Y esto se va convirtiendo en el Patio de Monipodio por un lado y la Torre de Babel por el otro.
Ante este panorama, que algunos me desdecirán con argumentos de buenismo interesado, no cabría más que admitir las disfuncionalidades y, luego de estudiarlas a fondo, ponerse a corregirlas. Tal vez dolorosa operación, pues la infección ya es muy avanzada; pero cual cuerpo dependiente de la adicción, si quiere desengancharse ha de sufrir periodos duros de abstinencia; de lo contrario, sucumbirá por culpa de lo que, en apariencia, más le había servido como estímulo y bienestar.
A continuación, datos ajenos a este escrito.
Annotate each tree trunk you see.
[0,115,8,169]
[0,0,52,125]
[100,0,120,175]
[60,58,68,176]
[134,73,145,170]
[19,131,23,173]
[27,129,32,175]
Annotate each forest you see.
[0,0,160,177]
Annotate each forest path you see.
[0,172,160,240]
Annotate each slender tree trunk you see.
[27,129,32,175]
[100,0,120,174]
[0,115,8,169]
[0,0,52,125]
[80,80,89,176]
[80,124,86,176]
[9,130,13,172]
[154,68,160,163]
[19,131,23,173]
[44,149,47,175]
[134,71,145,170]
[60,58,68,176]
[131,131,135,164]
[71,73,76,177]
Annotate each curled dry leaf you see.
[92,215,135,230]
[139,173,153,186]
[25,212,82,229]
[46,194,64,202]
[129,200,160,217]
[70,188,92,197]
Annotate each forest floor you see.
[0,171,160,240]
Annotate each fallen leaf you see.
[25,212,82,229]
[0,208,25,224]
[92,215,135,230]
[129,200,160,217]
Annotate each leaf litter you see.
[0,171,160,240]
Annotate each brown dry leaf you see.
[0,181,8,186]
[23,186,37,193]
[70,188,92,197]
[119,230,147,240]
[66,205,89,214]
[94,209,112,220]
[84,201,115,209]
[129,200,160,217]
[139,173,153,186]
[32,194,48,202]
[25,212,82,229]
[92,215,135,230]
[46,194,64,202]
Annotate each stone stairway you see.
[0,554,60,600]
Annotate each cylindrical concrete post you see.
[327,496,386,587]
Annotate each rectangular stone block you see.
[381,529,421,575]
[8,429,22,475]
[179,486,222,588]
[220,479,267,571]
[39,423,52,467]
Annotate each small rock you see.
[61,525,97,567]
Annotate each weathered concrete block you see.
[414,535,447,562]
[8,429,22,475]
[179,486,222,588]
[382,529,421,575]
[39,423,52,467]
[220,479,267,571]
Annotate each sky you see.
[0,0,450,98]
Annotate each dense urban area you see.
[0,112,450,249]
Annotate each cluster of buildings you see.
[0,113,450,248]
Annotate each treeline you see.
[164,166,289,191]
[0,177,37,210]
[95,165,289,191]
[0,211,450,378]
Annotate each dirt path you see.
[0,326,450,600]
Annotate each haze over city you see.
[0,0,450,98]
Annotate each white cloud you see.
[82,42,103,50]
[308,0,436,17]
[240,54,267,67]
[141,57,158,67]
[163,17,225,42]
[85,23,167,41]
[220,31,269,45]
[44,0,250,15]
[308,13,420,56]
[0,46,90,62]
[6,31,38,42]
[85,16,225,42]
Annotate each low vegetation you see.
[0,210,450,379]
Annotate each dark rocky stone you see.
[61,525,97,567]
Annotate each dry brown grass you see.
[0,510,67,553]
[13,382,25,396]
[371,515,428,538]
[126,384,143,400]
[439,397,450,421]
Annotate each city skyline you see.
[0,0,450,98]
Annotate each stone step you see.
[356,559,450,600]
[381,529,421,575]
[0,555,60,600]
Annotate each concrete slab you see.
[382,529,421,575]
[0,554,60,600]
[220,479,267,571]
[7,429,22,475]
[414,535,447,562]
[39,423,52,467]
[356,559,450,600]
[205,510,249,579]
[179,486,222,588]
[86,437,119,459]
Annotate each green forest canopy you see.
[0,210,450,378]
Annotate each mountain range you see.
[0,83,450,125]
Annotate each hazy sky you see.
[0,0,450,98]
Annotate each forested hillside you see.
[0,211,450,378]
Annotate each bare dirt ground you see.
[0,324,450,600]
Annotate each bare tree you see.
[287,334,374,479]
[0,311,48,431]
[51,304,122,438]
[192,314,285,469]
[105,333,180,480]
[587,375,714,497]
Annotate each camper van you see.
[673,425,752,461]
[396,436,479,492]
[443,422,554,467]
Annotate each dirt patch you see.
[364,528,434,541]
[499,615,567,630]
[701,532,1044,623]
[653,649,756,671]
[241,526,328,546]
A la administración autonómica le sobran cosas. Por lo pronto personal. Personal, como ya escribí, con misiones peregrinas, a veces inentendibles e incluso inservibles, que están ahí para servir de comederos para los adictos (y muchas veces inútiles de necesidad); porque también se duplican las competencias y los servicios con los de la Administración Estatal, lo que lleva a constituir una maraña burocrática que invalida totalmente la idea para la que fueron creados los entes autonómicos. Le sobran legislaciones territoriales, en contradicción con las de otros territorios e incluso del Estado, lo que conlleva falta de uniformidad en servicios, estándares y modelos de acción o burocráticos, y que llevan a la discriminación nunca positiva entre ciudadanos. Descoordinación tremenda que impide dar un buen servicio, no solo territorial sino también interterritorial, y que sufren las personas (véase el caso de la sanidad, las policías existentes, la acción inmediata ante catástrofes…), y la sufren las empresas y todo tipo de actividad económica o científica; no digamos ya si en líos judiciales y de aplicación de derecho.
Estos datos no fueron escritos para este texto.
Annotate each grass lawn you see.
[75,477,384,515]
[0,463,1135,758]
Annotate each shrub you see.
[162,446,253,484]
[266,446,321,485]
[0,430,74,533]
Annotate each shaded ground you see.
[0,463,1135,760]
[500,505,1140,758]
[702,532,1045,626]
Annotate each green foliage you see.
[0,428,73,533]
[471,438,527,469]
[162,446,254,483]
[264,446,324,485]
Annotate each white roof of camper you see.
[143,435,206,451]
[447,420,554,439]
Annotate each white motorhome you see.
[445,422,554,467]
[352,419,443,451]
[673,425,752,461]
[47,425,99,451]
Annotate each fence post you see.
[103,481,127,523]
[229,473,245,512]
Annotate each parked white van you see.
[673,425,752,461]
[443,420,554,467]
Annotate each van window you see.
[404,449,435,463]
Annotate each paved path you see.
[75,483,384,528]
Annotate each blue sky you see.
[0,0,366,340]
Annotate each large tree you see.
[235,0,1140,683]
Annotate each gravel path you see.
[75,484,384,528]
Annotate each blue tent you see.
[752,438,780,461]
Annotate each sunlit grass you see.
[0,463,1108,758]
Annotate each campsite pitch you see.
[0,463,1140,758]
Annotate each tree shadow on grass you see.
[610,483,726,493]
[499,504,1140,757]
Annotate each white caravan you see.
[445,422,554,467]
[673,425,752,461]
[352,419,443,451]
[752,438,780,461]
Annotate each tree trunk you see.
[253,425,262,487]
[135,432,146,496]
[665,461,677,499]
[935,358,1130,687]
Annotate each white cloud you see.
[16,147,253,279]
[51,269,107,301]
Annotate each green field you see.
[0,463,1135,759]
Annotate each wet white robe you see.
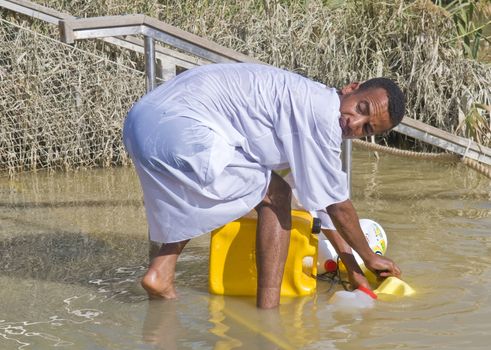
[123,63,348,243]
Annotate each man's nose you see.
[350,116,367,133]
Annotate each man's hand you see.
[365,253,401,278]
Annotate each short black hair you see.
[357,78,406,127]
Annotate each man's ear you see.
[341,81,360,95]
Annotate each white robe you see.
[123,63,348,243]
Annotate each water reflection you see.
[0,152,491,350]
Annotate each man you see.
[123,63,404,308]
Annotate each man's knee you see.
[256,173,292,213]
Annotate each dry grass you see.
[2,0,491,174]
[0,21,144,173]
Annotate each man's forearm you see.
[326,199,373,260]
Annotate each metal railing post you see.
[145,36,155,92]
[341,140,352,198]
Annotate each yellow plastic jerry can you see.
[209,210,318,297]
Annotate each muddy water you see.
[0,151,491,349]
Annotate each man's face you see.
[339,88,392,139]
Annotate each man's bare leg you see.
[141,240,189,299]
[256,173,291,309]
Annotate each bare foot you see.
[141,268,177,299]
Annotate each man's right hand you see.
[365,253,401,278]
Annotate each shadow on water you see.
[0,231,206,303]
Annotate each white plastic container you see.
[329,287,377,311]
[317,219,388,275]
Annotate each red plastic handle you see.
[357,286,377,299]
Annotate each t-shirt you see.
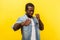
[31,18,36,40]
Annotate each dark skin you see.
[13,6,44,31]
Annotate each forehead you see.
[28,6,34,10]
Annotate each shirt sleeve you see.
[12,17,23,28]
[16,17,23,23]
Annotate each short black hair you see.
[25,3,34,11]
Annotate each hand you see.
[23,19,31,26]
[35,14,40,20]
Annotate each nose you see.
[31,11,33,14]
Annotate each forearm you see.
[38,19,44,30]
[13,23,22,31]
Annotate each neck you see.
[26,14,33,18]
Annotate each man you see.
[13,3,44,40]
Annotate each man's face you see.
[26,6,34,16]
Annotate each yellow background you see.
[0,0,60,40]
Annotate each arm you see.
[36,14,44,30]
[38,19,44,30]
[13,19,31,31]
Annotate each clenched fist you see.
[35,14,40,20]
[21,19,31,26]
¿Con esto abogo yo por la supresión de las autonomías? No, por cierto. Porque el sistema está ya tan desarrollado que, irse a desmontarlo de un tirón y por las malas (que no creo fuese por las buenas), ha creado mucha infraestructura y costumbre, incluyendo –claro- a esas de “derecho histórico”, tan suyas. Pero reevaluarlo, repensarlo y reestructurarlo para que funcione mejor y con muchos menos costos, y sin los perjuicios evidentes, es ya caso necesario; y quienes no quieran verlo así, peor será para nosotros. Porque es argumento utilizado como proyectil letal por la ultraderecha, sea naciente o subyacente. Y efectivo entre las gentes.
Muestra palpable de la ineficaz aplicación de lo anterior es la existencia de un Senado (llamado cámara alta), cuya función hasta ahora ha sido o permanecer adormecido (nido de premiados en la sopa institucional con una especie de retiro bien remunerado) o instrumento de obstrucción, si el partido gobernante no es el de su mayoría senatorial. Eso de cámara de representación autonómica y colegiada de presidentes autonómicos (supuesta misión constitucional) se quedó en agua de borrajas, en el limbo de las buenas intenciones nunca en verdad ejecutadas, porque no interesan.
Aclarar, definir y marcar las competencias, una imperiosa necesidad. Marcar unos estándares de administración común a todos, otra. Aunar criterios y condiciones, sobre todo en lo que atañe al servicio ciudadano interterritorial, imprescindible. Definir Estado y su distribución, con la fijación correspondiente que evite intentos de ruptura, de vital importancia. Solo así se podría frenar el deterioro y el apoderamiento de estas necesidades, aumentado con la apelación a la unidad rota, por la ultraderecha y sus compañeros de viaje.
Desde luego, el vaciado de contenido de la Constitución (solo invocada según para qué pocas cosas) especialmente en su parte social, no ayudará a mantenerla. También una propaganda eficaz en acción denunciante la pueden realizar (y realizan) quienes quieren acabarla.
Este es el verdadero dilema y el verdadero peligro. Cosas accesorias como cierto folclorismo rancio y que solo por la inercia del tiempo se acabará, o la apelación religioso-católica también de resabios muy pasados y que la realidad social va desmintiendo, o la lucha por la exclusividad de símbolos, de todos considerados como propios de la derecha, con una política realista de la izquierda se acabarían.
Intentemos, como ya escribí, pensar un poco. Nos jugamos bastante si no lo hacemos a tiempo.